A helix running around the $x$-axis has a parametrization like $$ \vec{r}(t)=(ht,R\cos t, R\sin t). $$ Its tangent vector can be gotten by differentiating $$ \vec{t}=\frac{d\vec{r}(t)}{dt}=(h,-R\sin t,R\cos t). $$ We note that this has constant length $\sqrt{h^2+R^2}$. With a more general curve this is not necessarily the case, and we would normalize this to unit length, and switch to using the natural parameter $s=$ the arc length. This time $ds/dt=\sqrt{h^2+R^2}$, and we can keep using $t$ as long as we remember to normalize.

We get a (local) normal $\vec{n}(t)$ vector by differentiating the (normalized) tangent $$ \vec{n}(t)= \frac{\frac{d\vec{t}}{dt}}{\left\Vert\frac{d\vec{t}}{dt}\right\Vert}=(0,-\cos t,-\sin t). $$ As the name suggests this is orthogonal to the tangent vector (in the direction of change of the tangent). The third basis vector is the binormal $$ \vec{b}(t)=\frac1{\Vert\vec{t}\Vert}\vec{t}\times\vec{n}=\frac{1}{\sqrt{R^2+h^2}}(R,h\sin t,-h\cos t). $$ This is, of course, orthogonal to both $\vec{t}$ and $\vec{n}$.

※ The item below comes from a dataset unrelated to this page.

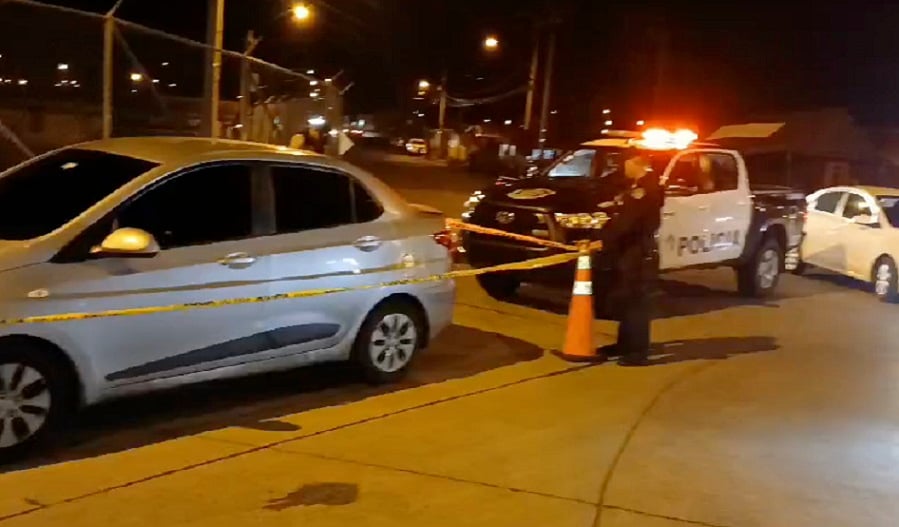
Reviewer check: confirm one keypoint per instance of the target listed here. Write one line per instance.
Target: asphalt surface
(778, 413)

The key is that we get the desired surface by drawing (3D-)circles with axis direction determined by the direction of the curve, i.e. the tangent. Equivalently, we draw a circle of radius $a$ in the plane spanned by $\vec{n}$ and $\vec{b}$. Hence we get the entire surface $S$ parametrized as $$ S(t,u)=\vec{r}(t)+a\vec{n}(t)\cos u+ a\vec{b}(t)\sin u $$ with $t$ ranging over as many loops as you wish, and $u$ ranging over the interval $[0,2\pi]$.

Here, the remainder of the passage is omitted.